1. The sensitivity of bone marrow to pressure shows it has good innervation - maybe more obviously so than lymph node but that may be spurious. So it could talk directly to brain. Cellular changes might send signals to brain via cytokine sensitive nerves and brain might modulate cell behaviour through ACh or neuropeptide transmitters.

I have to say that I don't terribly like this idea, it is just that without any circulating cytokines to blame we are a bit stuck for why the brain gets tampered with. I think immune system loops, where a cell of a type encourages, directly or indirectly, other members of the same cell type to do the same bad things it is doing are plausible (and documented in other situations). I think brain loops where certain neurons encourage other neurons to encourage them to encourage other neurons.. are plausible. A loop where immune cells of a type signal to the brain which then signals back to other cells of that type to do more bad things is conceivable but I see pretty little evidence from other diseases, despite it being a trendy sort of story for brain to collude with body tissues.

I rather doubt that any of this would be reflected in bone pain to be honest, although it is possible.
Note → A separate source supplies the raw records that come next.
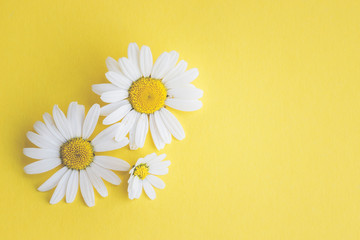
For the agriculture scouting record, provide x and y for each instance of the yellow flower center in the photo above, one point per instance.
(141, 170)
(147, 95)
(77, 153)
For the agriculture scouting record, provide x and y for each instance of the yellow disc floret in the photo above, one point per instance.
(147, 95)
(77, 153)
(141, 170)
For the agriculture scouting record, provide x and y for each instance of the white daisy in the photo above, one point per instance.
(141, 175)
(65, 141)
(140, 90)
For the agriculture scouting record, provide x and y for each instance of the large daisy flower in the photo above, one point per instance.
(142, 175)
(64, 141)
(139, 92)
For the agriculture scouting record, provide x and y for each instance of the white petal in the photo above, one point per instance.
(172, 124)
(80, 119)
(74, 116)
(159, 143)
(91, 120)
(101, 88)
(86, 189)
(41, 141)
(52, 128)
(72, 186)
(161, 171)
(146, 61)
(179, 69)
(41, 153)
(155, 181)
(62, 123)
(106, 134)
(119, 80)
(132, 132)
(130, 187)
(117, 115)
(60, 190)
(161, 65)
(183, 105)
(112, 163)
(110, 144)
(114, 96)
(53, 180)
(149, 190)
(163, 131)
(141, 130)
(173, 57)
(136, 187)
(185, 93)
(97, 182)
(106, 174)
(42, 166)
(112, 64)
(183, 78)
(133, 54)
(139, 190)
(126, 124)
(107, 109)
(129, 69)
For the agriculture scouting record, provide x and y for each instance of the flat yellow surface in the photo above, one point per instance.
(273, 154)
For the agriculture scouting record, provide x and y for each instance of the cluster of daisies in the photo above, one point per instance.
(137, 95)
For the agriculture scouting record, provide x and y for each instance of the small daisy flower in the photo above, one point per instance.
(142, 175)
(139, 91)
(64, 141)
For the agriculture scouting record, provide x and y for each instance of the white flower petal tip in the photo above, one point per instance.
(59, 141)
(138, 91)
(142, 176)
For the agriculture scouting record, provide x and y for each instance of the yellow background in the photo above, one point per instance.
(273, 154)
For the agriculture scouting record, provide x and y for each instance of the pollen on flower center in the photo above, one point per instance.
(77, 153)
(141, 170)
(147, 95)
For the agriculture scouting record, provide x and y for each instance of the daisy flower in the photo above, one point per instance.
(139, 91)
(64, 141)
(141, 175)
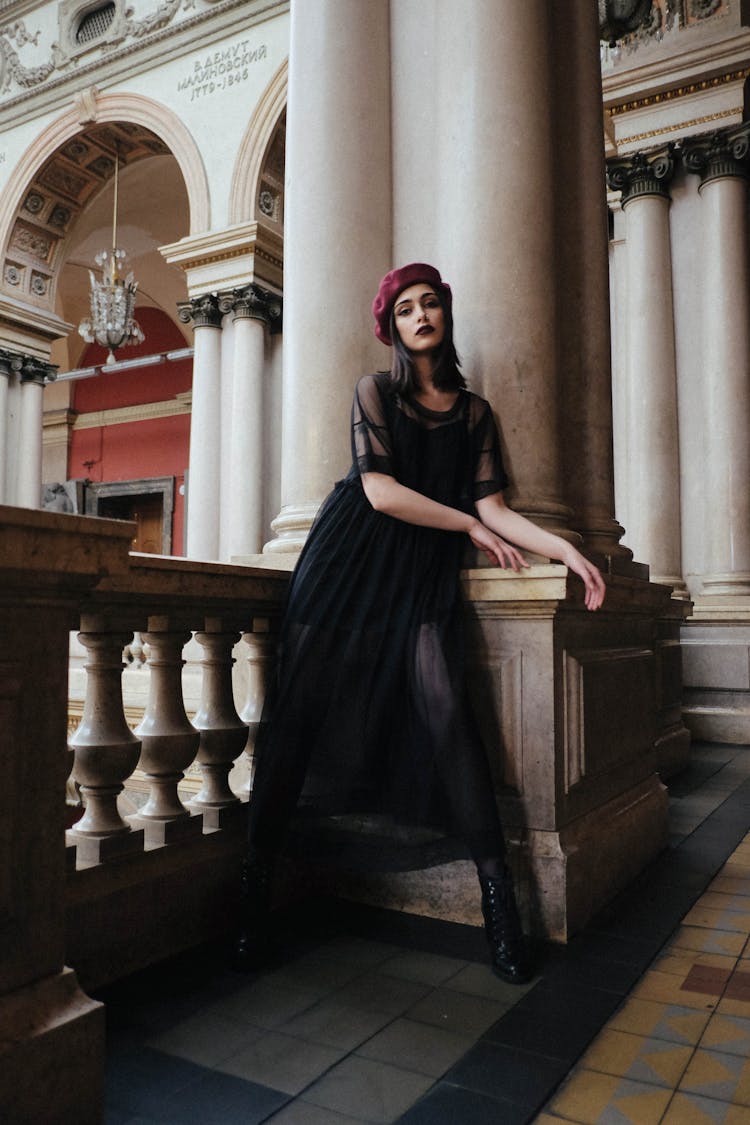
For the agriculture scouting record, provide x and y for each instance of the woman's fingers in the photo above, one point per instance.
(594, 583)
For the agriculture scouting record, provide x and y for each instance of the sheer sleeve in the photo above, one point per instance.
(489, 475)
(371, 440)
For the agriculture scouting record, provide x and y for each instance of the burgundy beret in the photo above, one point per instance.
(394, 282)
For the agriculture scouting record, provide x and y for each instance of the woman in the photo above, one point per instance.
(369, 708)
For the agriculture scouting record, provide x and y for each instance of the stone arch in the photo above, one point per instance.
(259, 136)
(144, 126)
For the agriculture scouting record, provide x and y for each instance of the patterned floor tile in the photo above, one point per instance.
(670, 1022)
(599, 1099)
(706, 941)
(281, 1062)
(417, 1046)
(721, 900)
(425, 968)
(731, 884)
(638, 1058)
(550, 1119)
(730, 1034)
(666, 988)
(371, 1090)
(734, 921)
(735, 869)
(692, 1109)
(299, 1113)
(720, 1076)
(680, 962)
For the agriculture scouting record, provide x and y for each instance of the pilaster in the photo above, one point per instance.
(254, 309)
(30, 372)
(650, 437)
(205, 477)
(716, 639)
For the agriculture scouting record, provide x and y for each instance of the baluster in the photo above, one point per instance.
(105, 752)
(223, 734)
(169, 740)
(260, 659)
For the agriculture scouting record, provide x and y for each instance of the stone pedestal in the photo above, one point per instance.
(574, 709)
(51, 1034)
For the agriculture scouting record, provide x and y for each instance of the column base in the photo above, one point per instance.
(226, 817)
(290, 528)
(716, 669)
(95, 849)
(52, 1053)
(161, 833)
(562, 878)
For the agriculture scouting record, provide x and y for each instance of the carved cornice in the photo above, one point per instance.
(153, 38)
(205, 312)
(679, 91)
(642, 173)
(724, 152)
(254, 303)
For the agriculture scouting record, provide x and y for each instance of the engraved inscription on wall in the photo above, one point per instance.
(222, 70)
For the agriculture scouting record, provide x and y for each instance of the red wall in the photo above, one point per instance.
(134, 450)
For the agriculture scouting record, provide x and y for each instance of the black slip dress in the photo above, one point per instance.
(368, 710)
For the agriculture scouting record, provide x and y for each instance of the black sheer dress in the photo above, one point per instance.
(368, 711)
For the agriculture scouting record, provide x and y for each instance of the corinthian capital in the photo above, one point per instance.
(644, 173)
(204, 312)
(259, 304)
(717, 154)
(28, 368)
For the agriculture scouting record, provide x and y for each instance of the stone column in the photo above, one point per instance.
(204, 482)
(651, 429)
(496, 233)
(336, 240)
(5, 379)
(583, 280)
(33, 376)
(253, 308)
(722, 161)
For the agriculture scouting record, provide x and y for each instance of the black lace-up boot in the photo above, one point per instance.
(507, 945)
(253, 945)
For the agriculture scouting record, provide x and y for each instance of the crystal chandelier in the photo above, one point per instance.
(619, 18)
(113, 299)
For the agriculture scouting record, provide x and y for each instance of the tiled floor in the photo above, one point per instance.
(372, 1017)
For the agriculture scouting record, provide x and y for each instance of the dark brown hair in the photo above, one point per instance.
(446, 374)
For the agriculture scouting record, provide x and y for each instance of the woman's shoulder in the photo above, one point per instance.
(478, 406)
(378, 383)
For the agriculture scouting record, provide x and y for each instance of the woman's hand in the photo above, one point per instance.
(496, 549)
(589, 574)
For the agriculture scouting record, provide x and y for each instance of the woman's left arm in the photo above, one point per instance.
(495, 514)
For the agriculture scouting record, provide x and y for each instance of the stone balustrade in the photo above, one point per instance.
(118, 890)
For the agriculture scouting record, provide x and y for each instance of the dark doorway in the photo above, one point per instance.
(147, 503)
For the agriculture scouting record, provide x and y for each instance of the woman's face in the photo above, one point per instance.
(418, 316)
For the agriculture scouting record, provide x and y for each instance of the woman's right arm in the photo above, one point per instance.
(390, 497)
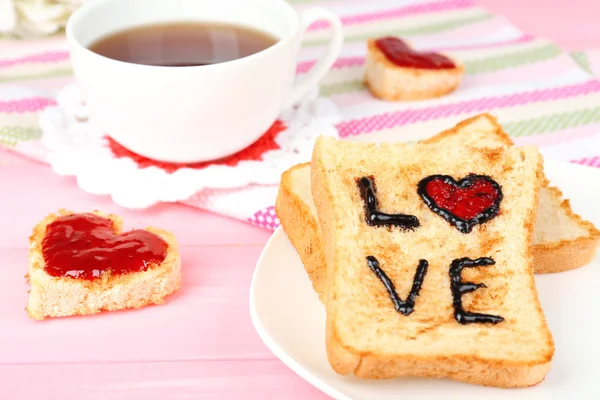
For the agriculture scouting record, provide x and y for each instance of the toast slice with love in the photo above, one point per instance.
(562, 240)
(429, 261)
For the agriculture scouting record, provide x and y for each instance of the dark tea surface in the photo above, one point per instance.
(183, 44)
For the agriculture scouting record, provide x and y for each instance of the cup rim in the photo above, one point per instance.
(88, 6)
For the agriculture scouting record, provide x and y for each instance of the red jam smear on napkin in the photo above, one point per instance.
(401, 54)
(253, 152)
(85, 246)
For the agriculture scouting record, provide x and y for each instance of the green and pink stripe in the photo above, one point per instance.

2. I am not sure we have a good idea what cytokines will do in bone marrow. I don't. There may be literature though. Two things are unusual. Firstly, red marrow space is a fairly rigid box so the vasodilatation of inflammation may not apply much. In inflammation small vessels get wider and more blood goes through but often slower, to allow cell migration. I don't see that as a likely option for marrow where blood vessel dilatation is likely to speed up flow (no room for dawdling).

Also the marrow is already full of 'inflammatory' cells like neutrophils and monocytes. Moreover, there is no tight endothelial barrier so cell emigration is not going to require the usual upregulation of adhesion molecules. Spleen is rather similar. And because bone marrow has a rigid case it cannot take up extra immigrant cells as easily as other tissues anyway.

I am not aware of a disease where there is sterile inflammation of bone marrow and maybe there isn't such a thing, for these reasons. In oseteomyelitis there is pus and necrosis and red marrow is replaced by granuloma-type organisation with dying polymorphs and palisades of walling off macrophages and fibroblasts. But without cell death and pus I am not sure what "bone marrow inflammation" would look like.

3. People have mentioned red cells and haemophagocytosis, which is engulfment of whole red cells. I doubt that is relevant but another point is that the bone marrow is the place where nucleic acids from developing red cells, chucking it all out as they become haemoglobin balloons, are taken up and processed in vast quantities all the time. The same will apply to nucleic acids from pre-B cells that get deleted in marrow after failing to develop a safe (not autoimmune) surface antibody species. In lupus nucleic acid is recognised in an inappropriate way by antibody and that leads to cycles of immune complex formation, local neutrophil influx, further cell death with release of more nucleic acid etc. In health all the nucleic acid is tidied away silently.
 
I haven't been able to follow the discussion at any level of detail (above my pay grade). But would a bone marrow issue explain the red blood cell deformability issues that have been found in some studies of ME/CFS?
 
To add to the bone pain thing, since getting post viral POTS, I get deep aching bone pain, in my forearms or shins usually, consistently the day after drinking alcohol. I stopped drinking soon after getting ill but very occasionally when I partake that distinct deep aching bone pain returns. Why does it appear after alcohol?